As of April 20, 2005, Electrolux held 17,733,300 B-shares, corresponding to 5.7% of the total number of outstanding shares. With reference to the current holding of own shares, a maximum of 13,158,730 shares may be repurchased.

In accordance with the proposal by The Board of Directors, the AGM decided to authorize the Board to transfer own A- and B-shares in connection with company acquisitions during the period up until the AGM in 2006. Transfers may be implemented irrespective of the preferential rights of shareholders. In addition, transfers shall be made at a minimum price per share that corresponds to an amount that is closely related to the price of A- or B-shares on the Stockholm Stock Exchange at the time that the transfer decided. Payment for transferred shares may be made in cash, by contributions in kind, or by offsetting corporate debt.

The AGM also authorized transfers of repurchased B-shares. The aim is to implement the 2005 share program in a cost-efficient and flexible manner, to fulfil the obligation to deliver shares under the program, and to cover costs that may arise as a result of the previous employee stock-option programs for 2000-2003.

A maximum of 1,500,000 B-shares may be transferred free of charge to the participants in the share program. During the period prior to the next AGM, a maximum of 1,107,235 B-shares may be transferred on the Stockholm Stock Exchange at the current market price in order to cover future costs of the employee stock-option programs for 2000-2003. These costs refer primarily to employer contributions.

Nomination Committee

The AGM decided that the company shall have a Nomination Committee, consisting of one representative of each of the four largest shareholders in the company in terms of voting rights, and the Chairman of the Board.
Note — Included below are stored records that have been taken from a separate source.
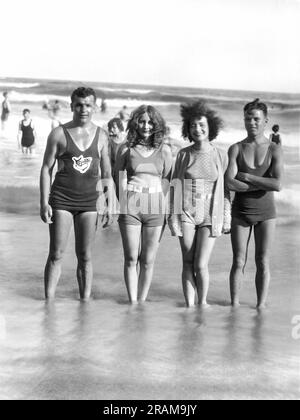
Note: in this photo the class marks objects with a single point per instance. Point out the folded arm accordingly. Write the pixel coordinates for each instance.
(232, 181)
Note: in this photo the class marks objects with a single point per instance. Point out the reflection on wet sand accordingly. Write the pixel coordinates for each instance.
(106, 349)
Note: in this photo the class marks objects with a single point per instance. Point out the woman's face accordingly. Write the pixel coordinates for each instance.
(114, 130)
(199, 130)
(145, 126)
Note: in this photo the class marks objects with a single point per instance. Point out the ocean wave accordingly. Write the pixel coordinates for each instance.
(36, 97)
(18, 85)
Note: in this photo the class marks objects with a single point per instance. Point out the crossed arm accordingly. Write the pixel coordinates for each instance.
(245, 182)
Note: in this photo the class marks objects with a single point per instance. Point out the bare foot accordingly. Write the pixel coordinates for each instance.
(204, 305)
(261, 307)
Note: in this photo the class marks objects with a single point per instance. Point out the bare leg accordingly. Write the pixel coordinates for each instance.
(204, 246)
(85, 229)
(264, 234)
(131, 235)
(59, 232)
(239, 237)
(188, 246)
(150, 242)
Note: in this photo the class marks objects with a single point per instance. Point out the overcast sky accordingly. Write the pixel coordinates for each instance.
(230, 44)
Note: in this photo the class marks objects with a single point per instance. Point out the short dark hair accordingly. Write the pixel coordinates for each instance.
(159, 126)
(117, 121)
(256, 104)
(197, 109)
(83, 92)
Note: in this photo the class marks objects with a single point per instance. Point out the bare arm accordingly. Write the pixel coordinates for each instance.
(19, 135)
(49, 160)
(107, 181)
(231, 180)
(33, 131)
(167, 172)
(272, 183)
(120, 167)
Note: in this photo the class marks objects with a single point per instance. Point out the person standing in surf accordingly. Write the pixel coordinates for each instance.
(200, 204)
(254, 173)
(80, 149)
(142, 175)
(5, 110)
(26, 133)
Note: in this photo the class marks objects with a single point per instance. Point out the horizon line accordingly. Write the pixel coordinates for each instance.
(148, 85)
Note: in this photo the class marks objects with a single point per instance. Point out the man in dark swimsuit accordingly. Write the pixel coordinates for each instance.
(254, 173)
(80, 149)
(5, 110)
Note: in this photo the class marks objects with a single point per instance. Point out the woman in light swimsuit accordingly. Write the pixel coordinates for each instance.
(142, 166)
(200, 205)
(254, 173)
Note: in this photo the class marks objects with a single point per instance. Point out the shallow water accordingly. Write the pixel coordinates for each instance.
(106, 349)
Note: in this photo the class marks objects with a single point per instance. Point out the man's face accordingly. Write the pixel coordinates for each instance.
(255, 122)
(83, 109)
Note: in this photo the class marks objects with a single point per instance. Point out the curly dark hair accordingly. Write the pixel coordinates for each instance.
(83, 92)
(159, 126)
(256, 104)
(117, 121)
(195, 110)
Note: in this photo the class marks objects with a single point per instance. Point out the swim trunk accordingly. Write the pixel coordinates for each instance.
(143, 209)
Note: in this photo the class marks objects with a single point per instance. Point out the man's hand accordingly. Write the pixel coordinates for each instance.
(242, 176)
(106, 218)
(46, 214)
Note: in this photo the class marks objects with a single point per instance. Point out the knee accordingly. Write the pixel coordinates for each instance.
(188, 264)
(130, 262)
(238, 262)
(146, 263)
(262, 262)
(56, 255)
(84, 257)
(200, 267)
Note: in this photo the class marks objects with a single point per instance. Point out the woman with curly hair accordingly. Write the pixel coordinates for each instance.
(142, 166)
(200, 205)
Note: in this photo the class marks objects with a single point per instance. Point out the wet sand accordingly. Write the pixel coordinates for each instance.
(105, 349)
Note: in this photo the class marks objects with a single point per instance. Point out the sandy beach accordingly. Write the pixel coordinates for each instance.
(106, 349)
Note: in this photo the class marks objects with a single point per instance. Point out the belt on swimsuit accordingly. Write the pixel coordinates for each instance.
(137, 188)
(200, 196)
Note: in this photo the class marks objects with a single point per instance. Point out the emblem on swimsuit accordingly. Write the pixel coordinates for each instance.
(82, 164)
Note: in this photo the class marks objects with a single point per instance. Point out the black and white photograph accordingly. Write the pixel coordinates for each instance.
(150, 202)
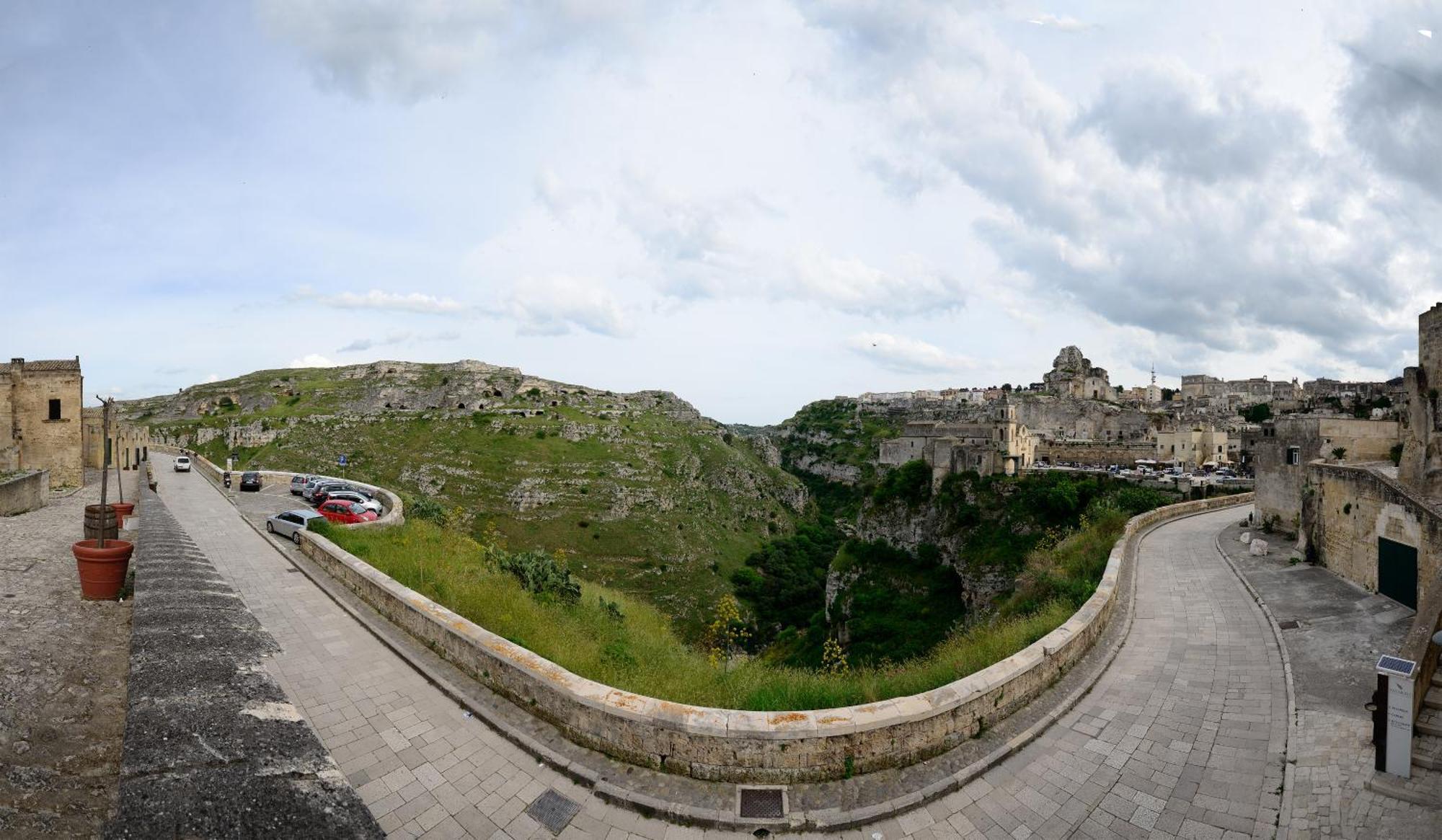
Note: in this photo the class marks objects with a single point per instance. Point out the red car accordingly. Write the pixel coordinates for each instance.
(347, 513)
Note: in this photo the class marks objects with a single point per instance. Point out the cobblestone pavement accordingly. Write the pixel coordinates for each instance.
(63, 677)
(1183, 735)
(1340, 632)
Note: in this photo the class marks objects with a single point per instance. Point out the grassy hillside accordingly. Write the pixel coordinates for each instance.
(638, 490)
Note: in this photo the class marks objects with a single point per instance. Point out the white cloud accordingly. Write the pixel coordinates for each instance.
(386, 301)
(908, 355)
(417, 50)
(852, 286)
(396, 338)
(1062, 24)
(312, 361)
(557, 305)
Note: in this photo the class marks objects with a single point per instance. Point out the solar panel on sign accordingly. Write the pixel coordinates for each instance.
(1402, 667)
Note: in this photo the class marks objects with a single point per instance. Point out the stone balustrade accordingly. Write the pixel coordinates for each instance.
(751, 746)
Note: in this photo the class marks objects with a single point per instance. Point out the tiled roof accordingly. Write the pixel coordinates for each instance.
(40, 366)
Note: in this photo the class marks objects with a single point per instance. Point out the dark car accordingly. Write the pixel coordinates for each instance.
(318, 495)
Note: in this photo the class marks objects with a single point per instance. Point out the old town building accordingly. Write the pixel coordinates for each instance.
(41, 417)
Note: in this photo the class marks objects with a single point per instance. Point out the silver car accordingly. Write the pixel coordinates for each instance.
(371, 504)
(292, 523)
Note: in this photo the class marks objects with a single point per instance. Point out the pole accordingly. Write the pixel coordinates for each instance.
(105, 468)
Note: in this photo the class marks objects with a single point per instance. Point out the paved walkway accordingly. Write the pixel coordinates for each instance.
(1183, 736)
(1336, 632)
(64, 664)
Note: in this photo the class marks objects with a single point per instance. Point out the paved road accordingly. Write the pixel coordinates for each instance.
(1182, 736)
(64, 664)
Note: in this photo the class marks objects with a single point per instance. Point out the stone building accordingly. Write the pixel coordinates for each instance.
(1193, 448)
(1074, 376)
(128, 446)
(1281, 451)
(1001, 445)
(1238, 392)
(41, 417)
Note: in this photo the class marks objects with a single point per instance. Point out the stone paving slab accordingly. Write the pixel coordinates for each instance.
(64, 664)
(1183, 736)
(1342, 631)
(207, 755)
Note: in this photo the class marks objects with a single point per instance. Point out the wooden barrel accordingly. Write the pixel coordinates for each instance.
(96, 517)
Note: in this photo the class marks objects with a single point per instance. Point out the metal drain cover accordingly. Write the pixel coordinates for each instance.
(762, 803)
(553, 810)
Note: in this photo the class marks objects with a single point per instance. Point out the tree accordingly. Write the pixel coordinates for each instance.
(1260, 413)
(727, 634)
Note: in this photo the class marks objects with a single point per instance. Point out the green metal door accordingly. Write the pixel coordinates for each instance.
(1398, 572)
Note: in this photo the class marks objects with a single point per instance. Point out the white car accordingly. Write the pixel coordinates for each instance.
(292, 523)
(371, 504)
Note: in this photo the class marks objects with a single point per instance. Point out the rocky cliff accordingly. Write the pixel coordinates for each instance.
(641, 490)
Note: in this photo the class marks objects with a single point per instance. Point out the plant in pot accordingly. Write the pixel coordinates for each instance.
(103, 560)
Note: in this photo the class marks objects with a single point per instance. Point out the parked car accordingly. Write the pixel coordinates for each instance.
(292, 523)
(311, 485)
(319, 494)
(347, 513)
(360, 498)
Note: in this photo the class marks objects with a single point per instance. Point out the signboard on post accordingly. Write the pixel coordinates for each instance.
(1399, 674)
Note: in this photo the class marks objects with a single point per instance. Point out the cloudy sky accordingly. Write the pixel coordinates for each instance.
(753, 204)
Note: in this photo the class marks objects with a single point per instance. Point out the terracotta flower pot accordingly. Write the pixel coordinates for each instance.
(102, 570)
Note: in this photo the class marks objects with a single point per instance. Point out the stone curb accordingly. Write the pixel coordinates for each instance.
(638, 801)
(213, 745)
(1293, 735)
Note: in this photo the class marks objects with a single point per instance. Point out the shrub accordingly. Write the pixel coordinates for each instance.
(426, 508)
(911, 482)
(541, 573)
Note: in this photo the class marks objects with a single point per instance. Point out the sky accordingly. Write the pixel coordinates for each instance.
(752, 204)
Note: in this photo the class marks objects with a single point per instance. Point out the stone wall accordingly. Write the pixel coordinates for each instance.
(213, 745)
(1280, 484)
(131, 442)
(394, 507)
(25, 492)
(30, 438)
(1100, 452)
(1348, 508)
(752, 746)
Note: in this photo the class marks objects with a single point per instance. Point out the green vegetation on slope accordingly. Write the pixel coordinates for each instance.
(634, 647)
(1050, 531)
(651, 500)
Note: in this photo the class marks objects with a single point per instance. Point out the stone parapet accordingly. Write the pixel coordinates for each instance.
(738, 745)
(213, 745)
(394, 505)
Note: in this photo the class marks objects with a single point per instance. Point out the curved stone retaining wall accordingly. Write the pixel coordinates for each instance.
(394, 507)
(749, 746)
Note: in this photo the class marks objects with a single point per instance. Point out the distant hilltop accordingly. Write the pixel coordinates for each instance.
(396, 386)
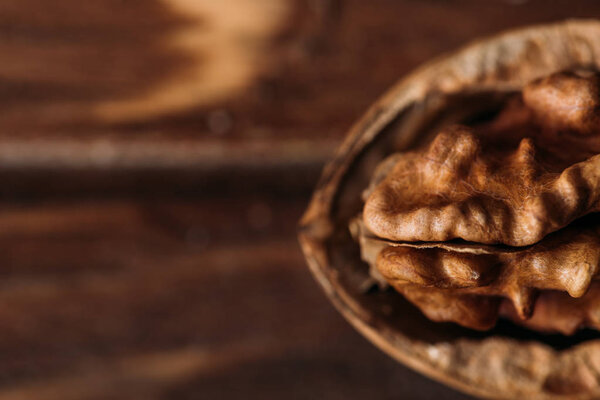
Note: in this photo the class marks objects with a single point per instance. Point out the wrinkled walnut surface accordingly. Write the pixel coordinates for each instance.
(517, 193)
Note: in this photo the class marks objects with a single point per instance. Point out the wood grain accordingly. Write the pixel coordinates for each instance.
(155, 156)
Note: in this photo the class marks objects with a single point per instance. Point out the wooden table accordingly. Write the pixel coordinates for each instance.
(155, 156)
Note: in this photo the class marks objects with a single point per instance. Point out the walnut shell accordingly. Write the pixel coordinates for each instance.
(507, 361)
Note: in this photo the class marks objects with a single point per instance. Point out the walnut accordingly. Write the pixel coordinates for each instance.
(472, 191)
(489, 184)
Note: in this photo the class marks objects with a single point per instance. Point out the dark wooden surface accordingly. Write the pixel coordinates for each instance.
(155, 157)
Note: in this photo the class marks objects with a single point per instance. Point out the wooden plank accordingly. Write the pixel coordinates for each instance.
(141, 299)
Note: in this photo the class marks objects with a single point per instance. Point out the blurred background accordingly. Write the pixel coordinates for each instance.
(155, 157)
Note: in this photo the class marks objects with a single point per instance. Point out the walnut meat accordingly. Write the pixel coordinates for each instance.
(507, 182)
(470, 190)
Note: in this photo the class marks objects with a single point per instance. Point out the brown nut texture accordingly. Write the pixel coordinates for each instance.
(509, 102)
The names of the four representatives and the shareholders they represent shall be announced six months prior to the 2006 AGM.

The Nomination Committee shall prepare proposals for the AGM in 2006 regarding the Chairman of the AGM, the members of the Board of Directors, the chairman of the Board of Directors, directors fee’s, auditors, auditor’s fees and the nomination committee for the AGM in 2007. The AGM also decided that the company shall provide the Nomination Committee with personnel resources and also pay reasonable costs to enable the committee to fulfill its assignment.